Dunque, è l’intero segmento superiore che va riorganizzato, perché è la fine del ciclo 03-10 anni il punto di partenza di un nuovo ciclo esistenziale. Luigi Berlinguer aveva risolto la questione con la proposta del 7+5 (legge 30 dell’8 marzo 2000). La scuola di base si allungava di due anni, saltava la scuola media, il ciclo superiore recuperava l’ultimo anno di scuola media, conservava i cinque anni, ma si usciva a 18 anni. Generava, nell’immediato, l’inconveniente dell’onda anomala (risolvibile in un anno) ma questo fu l’argomento principale usato dagli oppositori al governo e all’opposizione.
In realtà, non erano mossi da interessi pedagogico-didattici, bensì da quello delle cattedre che si perdevano e quello della crisi di ruolo che investiva gli insegnanti provenienti dalla scuola media, essendo i due terzi “degradati” verso il ciclo di base, un terzo scaraventati sul livello superiore. Il centro-destra cavalcò la protesta, ma fu il fuoco amico (?!) a far cadere il ministro e D’Alema. I sindacati, infatti, erano tutti “uniti nella lotta” per la difesa dei posti di lavoro. Che la scuola media fosse − e sia − divenuta il buco nero del sistema e la base di innesco del processo di disorientamento e di dispersione, che raggiunge l’acme nei primi anni delle superiori, a loro non interessava e continua ostinatamente a non interessare.
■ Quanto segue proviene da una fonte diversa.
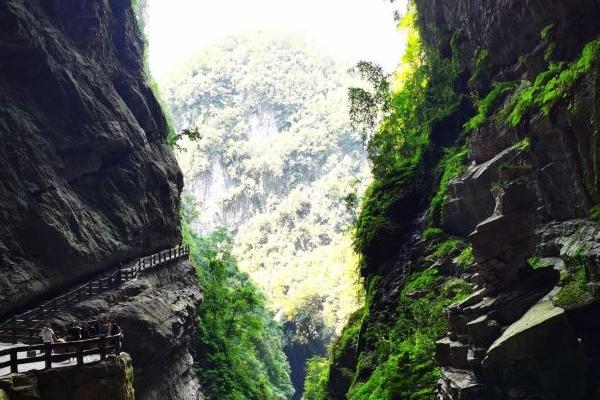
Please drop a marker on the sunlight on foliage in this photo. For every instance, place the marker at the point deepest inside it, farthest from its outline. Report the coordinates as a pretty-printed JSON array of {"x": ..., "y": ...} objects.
[
  {"x": 549, "y": 86},
  {"x": 239, "y": 346}
]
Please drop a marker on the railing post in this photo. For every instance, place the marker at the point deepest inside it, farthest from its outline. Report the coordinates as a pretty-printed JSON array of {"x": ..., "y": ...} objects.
[
  {"x": 14, "y": 363},
  {"x": 14, "y": 330},
  {"x": 102, "y": 347},
  {"x": 48, "y": 355},
  {"x": 79, "y": 353}
]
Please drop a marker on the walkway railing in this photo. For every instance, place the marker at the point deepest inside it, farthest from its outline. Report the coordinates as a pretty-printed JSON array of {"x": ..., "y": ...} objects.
[
  {"x": 24, "y": 327},
  {"x": 60, "y": 352}
]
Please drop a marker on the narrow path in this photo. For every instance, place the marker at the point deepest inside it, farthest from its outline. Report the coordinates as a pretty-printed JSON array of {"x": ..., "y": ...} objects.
[{"x": 19, "y": 335}]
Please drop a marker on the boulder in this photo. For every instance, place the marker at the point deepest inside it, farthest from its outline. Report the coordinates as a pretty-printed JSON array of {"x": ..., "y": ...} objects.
[{"x": 538, "y": 355}]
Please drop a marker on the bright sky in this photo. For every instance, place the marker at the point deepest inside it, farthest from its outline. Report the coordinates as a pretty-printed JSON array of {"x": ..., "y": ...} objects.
[{"x": 351, "y": 29}]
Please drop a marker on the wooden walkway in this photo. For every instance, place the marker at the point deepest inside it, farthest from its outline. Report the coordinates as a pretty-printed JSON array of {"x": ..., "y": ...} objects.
[{"x": 24, "y": 328}]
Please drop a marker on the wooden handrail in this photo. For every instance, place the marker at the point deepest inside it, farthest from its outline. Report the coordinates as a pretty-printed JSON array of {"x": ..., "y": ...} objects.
[
  {"x": 53, "y": 352},
  {"x": 30, "y": 320}
]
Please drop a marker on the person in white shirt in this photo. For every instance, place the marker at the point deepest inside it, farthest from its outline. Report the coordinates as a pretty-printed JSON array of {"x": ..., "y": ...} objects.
[{"x": 47, "y": 334}]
Beninteso, l’uscita a 18 anni non è un dogma. Ma quello della corrispondenza tra curriculum e biografia individuale sì! Mentre il nostro sistema di istruzione tratta i già-adolescenti come ancora-bambini fino ai 14 anni e tratta i già-giovani come ancora-adolescenti fino a 19 anni.
In realtà, decenni di elaborazioni, di esperienze nazionali e internazionali e, soprattutto, di politiche confermano che il principio di riorganizzazione e di ripensamento degli ordinamenti è un curriculum fondato sulle competenze-chiave, sui piani di studio personalizzati, sul laboratorium invece che sull’auditorium, sull’organizzazione dell’edilizia scolastica e degli spazi fisici, che non costringa nei banchi degli undicenni i giovani di 19 anni.
La sperimentazione della Carrozza ha il merito di riaprire il discorso su tutto ciò. Nulla di più. Perché, ad un occhio smaliziato la sperimentazione autorizzata potrebbe anche apparire come un ennesimo rinvio e una fuga per i campi, vista la mancanza di volontà politica dei governi passati e di questo governo di camminare sulla strada maestra delle riforme volte a mettere in asse il sistema di istruzione con le biografie individuali dei ragazzi. Tuttavia sarebbe ingeneroso imputare alla sola Carrozza un blocco delle riforme che invece è l’effetto del reciproco assedio di forze politiche, che, governando insieme, impediscono, ciascuna all’altra, di “ferire” con riforme radicali il proprio elettorato.
Perciò, limitiamoci a prendere sul serio il tentativo, affinché la sperimentazione sia rigorosa, pubblicamente trasparente e, soprattutto, se ne tragga un bilancio coram omnibus. La discussione che la sperimentazione ha provocato può contribuire a illuminare la “metafisica occulta” e trasversale della cultura politica conservatrice, che è egemone nella scuola, che si esprime in un assioma elementare: bisogna cambiare i ragazzi, non il sistema; i ragazzi si devono adattare alle domande vincolanti del sistema. Contano le cattedre, i posti di lavoro, gli orari, tanto a settimana, il tutto rigidamente immobilizzato da leggi e contratti-leggi. Questa la costante, i ragazzi sono la variabile. Peggio per loro!
Ed è il peggio che, appunto, sta già accadendo. C’è da scommettere che nessuna forza politica e sindacale si riconosca in questo giudizio. Eppure, vent’anni di seconda Repubblica confermano che solo quel presupposto è in grado spiegare razionalmente l’immobilità delle politiche e il declino del sistema di istruzione. E l’eterno movimento delle parole dei dibattiti, dei talk-show, dei programmi elettorali, dei disegni di legge e dei decreti legislativi?